False - There is no OCR data across any of the pages.

The creation of the index will be charged at our content management rates. Also, the index will not account for documents that have been replaced at any stage, i.e. the status will be reflective of the original document that was uploaded to the platform, not the replacement file that now appears and we are unable to confirm if any files have been replaced.

Opus OCR Process

Parties are able to OCR the documents themselves and provide updated versions to Opus for upload or replacement.

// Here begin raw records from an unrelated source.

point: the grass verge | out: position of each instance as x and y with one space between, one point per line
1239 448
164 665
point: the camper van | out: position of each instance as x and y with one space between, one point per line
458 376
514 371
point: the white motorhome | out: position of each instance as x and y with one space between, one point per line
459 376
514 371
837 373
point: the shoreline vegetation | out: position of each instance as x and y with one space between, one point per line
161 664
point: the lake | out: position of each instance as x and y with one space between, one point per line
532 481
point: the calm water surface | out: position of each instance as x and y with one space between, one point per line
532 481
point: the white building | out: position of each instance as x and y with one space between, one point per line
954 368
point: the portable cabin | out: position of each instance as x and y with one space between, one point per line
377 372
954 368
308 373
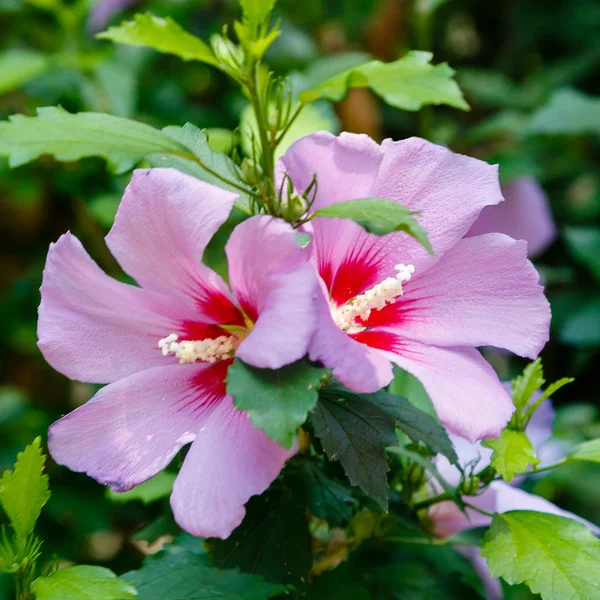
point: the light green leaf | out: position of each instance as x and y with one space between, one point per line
556 557
181 575
204 163
408 83
588 451
277 401
162 34
568 111
67 136
526 384
24 491
83 582
19 66
584 244
513 453
158 487
379 216
256 11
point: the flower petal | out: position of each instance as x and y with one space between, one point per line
94 328
465 391
355 364
483 292
229 462
524 215
130 430
275 285
163 225
448 189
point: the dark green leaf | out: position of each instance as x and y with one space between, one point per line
158 487
418 425
161 34
556 557
356 432
272 541
408 83
67 136
567 112
176 574
588 451
513 453
277 401
83 582
325 498
203 162
379 216
24 491
19 66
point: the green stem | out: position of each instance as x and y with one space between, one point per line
431 501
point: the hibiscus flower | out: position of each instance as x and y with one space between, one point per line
385 300
164 348
500 496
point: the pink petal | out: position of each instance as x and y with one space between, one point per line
229 462
483 292
163 225
356 365
94 328
275 284
524 215
467 395
130 430
449 189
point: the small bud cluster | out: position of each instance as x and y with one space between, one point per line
208 350
376 298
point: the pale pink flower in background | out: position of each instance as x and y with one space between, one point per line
524 215
385 300
164 348
500 496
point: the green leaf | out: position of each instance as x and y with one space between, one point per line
177 574
379 216
158 487
325 498
416 424
24 491
273 540
67 136
277 401
356 432
526 384
556 557
19 66
256 11
204 163
162 34
84 583
587 451
513 453
584 244
408 83
567 112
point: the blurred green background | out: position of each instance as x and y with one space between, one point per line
529 70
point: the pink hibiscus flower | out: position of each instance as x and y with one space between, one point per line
524 215
500 496
164 348
387 301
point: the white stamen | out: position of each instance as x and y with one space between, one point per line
376 298
208 350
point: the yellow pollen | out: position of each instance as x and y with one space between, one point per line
208 350
376 298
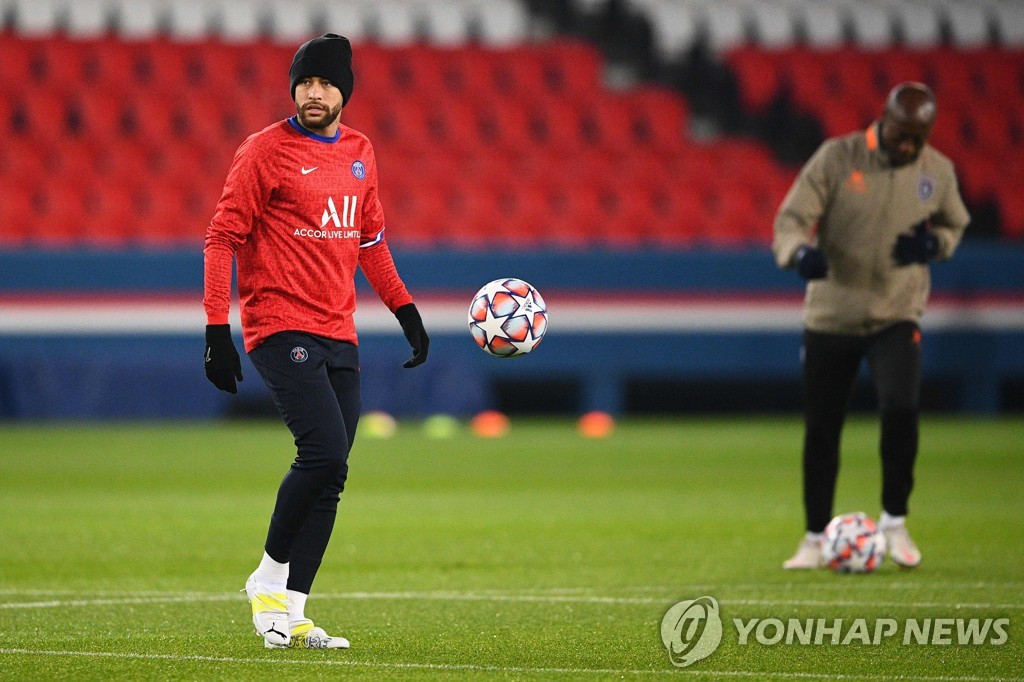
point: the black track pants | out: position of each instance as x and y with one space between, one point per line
830 366
315 385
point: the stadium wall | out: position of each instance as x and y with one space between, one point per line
89 335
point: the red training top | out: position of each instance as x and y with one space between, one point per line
299 211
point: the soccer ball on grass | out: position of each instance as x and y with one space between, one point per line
508 317
853 544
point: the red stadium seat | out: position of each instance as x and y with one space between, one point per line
897 66
17 213
758 77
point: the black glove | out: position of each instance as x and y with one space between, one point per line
916 248
810 262
222 364
412 327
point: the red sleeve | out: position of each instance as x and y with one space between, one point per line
241 205
377 263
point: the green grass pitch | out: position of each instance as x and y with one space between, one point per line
538 556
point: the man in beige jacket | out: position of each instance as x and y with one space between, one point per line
861 222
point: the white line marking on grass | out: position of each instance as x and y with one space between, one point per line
190 597
500 669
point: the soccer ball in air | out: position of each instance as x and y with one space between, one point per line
853 544
508 317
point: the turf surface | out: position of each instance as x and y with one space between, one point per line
538 556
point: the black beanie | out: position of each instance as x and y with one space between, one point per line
329 56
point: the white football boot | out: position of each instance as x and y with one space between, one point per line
307 636
269 613
901 549
808 555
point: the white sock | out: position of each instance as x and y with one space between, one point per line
296 606
272 573
889 521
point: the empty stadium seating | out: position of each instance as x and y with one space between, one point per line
119 118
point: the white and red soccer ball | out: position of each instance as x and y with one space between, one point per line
853 544
508 317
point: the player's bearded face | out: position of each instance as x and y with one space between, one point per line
316 115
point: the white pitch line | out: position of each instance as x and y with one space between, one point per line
502 669
187 597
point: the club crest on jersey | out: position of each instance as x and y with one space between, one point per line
926 187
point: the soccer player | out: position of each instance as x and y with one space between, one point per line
299 212
861 222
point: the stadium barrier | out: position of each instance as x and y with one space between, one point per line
119 335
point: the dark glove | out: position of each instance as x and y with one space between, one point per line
412 327
810 262
916 248
222 364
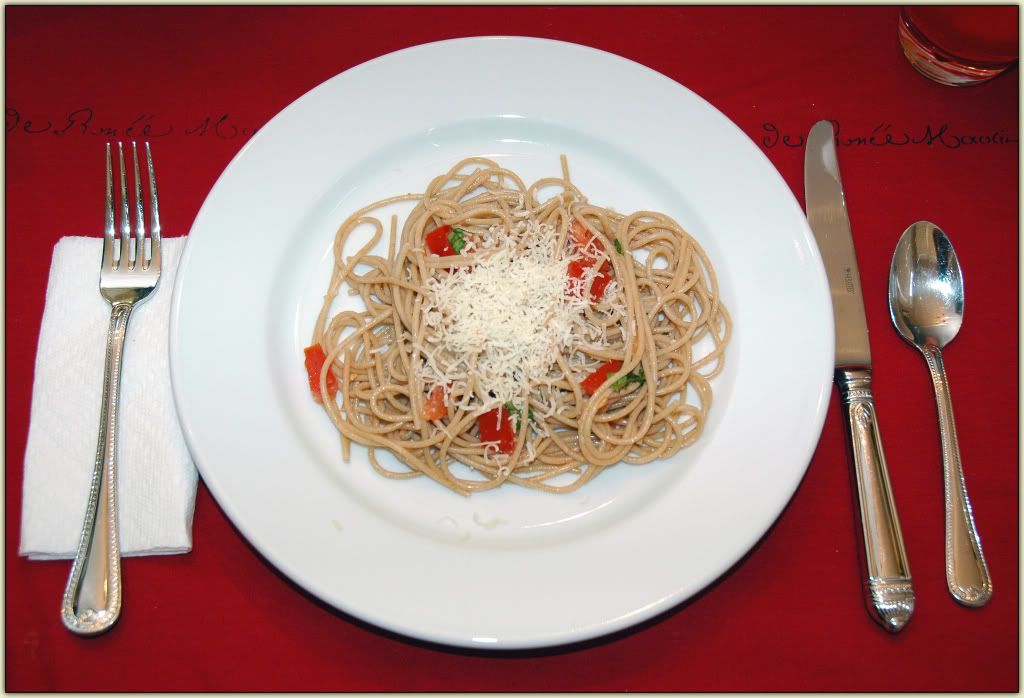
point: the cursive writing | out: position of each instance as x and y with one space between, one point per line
885 134
84 121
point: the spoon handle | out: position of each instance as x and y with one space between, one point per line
967 572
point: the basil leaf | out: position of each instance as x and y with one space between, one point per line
629 378
457 238
517 413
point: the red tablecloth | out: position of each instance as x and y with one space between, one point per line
790 617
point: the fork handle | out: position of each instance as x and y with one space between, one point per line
92 598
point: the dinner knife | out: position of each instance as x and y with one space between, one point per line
889 589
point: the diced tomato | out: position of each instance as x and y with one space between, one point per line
578 269
598 378
314 364
588 244
438 243
434 406
497 426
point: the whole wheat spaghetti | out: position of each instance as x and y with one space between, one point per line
517 334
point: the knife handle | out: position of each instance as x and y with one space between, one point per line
889 589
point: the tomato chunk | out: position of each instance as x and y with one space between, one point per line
599 377
578 269
434 407
497 426
445 241
314 364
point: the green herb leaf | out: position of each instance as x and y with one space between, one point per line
457 238
629 378
517 413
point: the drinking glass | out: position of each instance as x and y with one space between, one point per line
960 44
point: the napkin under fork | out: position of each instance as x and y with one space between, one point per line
157 479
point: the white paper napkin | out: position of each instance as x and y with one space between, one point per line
156 476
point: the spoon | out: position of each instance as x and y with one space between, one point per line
926 301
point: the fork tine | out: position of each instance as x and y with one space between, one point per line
108 258
154 211
139 259
124 261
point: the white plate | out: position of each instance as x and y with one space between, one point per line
511 568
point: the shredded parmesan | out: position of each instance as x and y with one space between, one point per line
501 323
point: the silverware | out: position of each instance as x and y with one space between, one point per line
129 271
926 301
889 587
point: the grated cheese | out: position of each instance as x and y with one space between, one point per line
501 323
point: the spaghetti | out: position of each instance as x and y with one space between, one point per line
517 334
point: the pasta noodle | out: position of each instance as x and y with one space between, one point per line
534 339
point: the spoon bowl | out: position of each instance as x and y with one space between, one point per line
926 302
926 287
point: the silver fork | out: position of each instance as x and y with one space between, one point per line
129 271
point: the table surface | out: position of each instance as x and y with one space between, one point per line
790 616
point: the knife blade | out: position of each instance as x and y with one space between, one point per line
888 585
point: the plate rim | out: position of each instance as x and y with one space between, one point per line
573 636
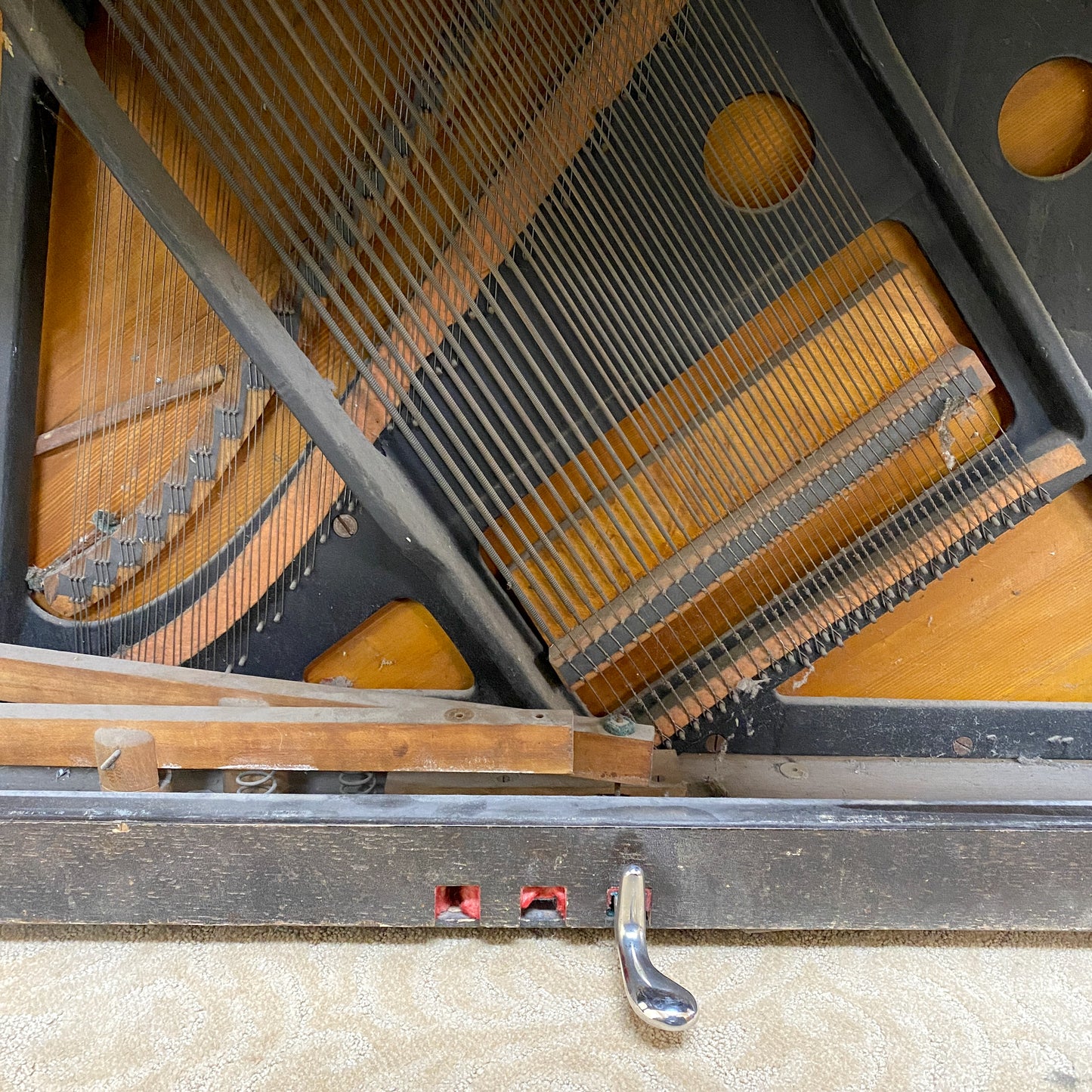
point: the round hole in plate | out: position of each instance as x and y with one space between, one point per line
1045 125
758 151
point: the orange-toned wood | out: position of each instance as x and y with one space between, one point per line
840 375
31 674
1013 623
772 569
401 647
758 151
478 105
1045 125
127 761
714 688
495 739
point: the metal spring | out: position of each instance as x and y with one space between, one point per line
356 782
258 782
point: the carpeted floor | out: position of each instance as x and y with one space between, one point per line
368 1009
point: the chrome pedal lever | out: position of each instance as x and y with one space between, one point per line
659 1001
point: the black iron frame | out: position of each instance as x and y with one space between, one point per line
321 859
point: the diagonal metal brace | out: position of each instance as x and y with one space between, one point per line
56 46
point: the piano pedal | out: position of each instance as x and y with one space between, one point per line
657 1001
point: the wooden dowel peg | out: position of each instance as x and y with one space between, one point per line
125 759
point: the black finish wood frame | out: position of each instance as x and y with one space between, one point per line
73 858
378 861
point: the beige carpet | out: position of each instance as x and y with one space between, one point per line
360 1009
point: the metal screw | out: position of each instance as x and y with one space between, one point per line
620 724
793 770
345 525
112 759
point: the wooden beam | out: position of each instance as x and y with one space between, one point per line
127 760
29 675
203 380
203 738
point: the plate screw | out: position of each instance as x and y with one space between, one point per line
620 724
345 525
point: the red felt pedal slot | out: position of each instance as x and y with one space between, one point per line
460 905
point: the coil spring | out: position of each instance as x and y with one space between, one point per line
258 782
356 782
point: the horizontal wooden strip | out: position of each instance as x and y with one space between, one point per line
206 738
684 708
29 674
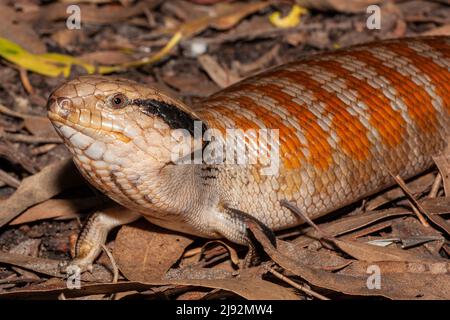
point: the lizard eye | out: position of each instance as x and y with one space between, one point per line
118 101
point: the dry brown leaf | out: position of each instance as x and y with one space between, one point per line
394 286
248 285
221 76
145 252
349 6
373 253
348 224
443 164
311 258
57 208
45 184
51 267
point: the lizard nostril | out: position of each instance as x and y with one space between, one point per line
62 106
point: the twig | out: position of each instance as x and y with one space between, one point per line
298 212
296 285
435 187
415 205
26 81
113 264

Alternatively, Opus are able to assist with running an OCR process (subject to capacity) if the parties are unable OCR documents themselves, on the following basis:

OCR Issue Detection - We are unable to automatically detect which documents have not been OCR'd before upload and therefore we would need to either be instructed which documents need to have the OCR process run across them, i.e. from an OCR index (keeping in mind the limitations of the index results), or we can proceed with OCRing all of the documents in any relevant bundles, at the price of £0.05 per page.
Accuracy of OCR Data - In running the OCR software across the document set, it will apply OCR data where possible and the accuracy of this data will ultimately depend on the format of the PDF file itself along with the quality of the image contained on each page. As a result, this may mean that the software is unable to apply OCR data to certain sections of the document. Similarly, the software may attempt to rotate pages to be the correct orientation based on the text but the accuracy of this process depends on the pages themselves and this will not be checked by Opus 2.
OCR Language - We are only able to OCR in English. If there are any documents containing text of a different language, the software would try to OCR the text in English which may result in inaccurate letters / numbers being assigned, reducing the functionality of this OCR data. Additionally, if any pre-existing non-English OCR data has been applied, it may be removed and replaced with the English data as part of the OCR process.

If the documents already exist on the platform, we would need to export them from the platform, OCR and replace them - with each action being chargeable at standard rates.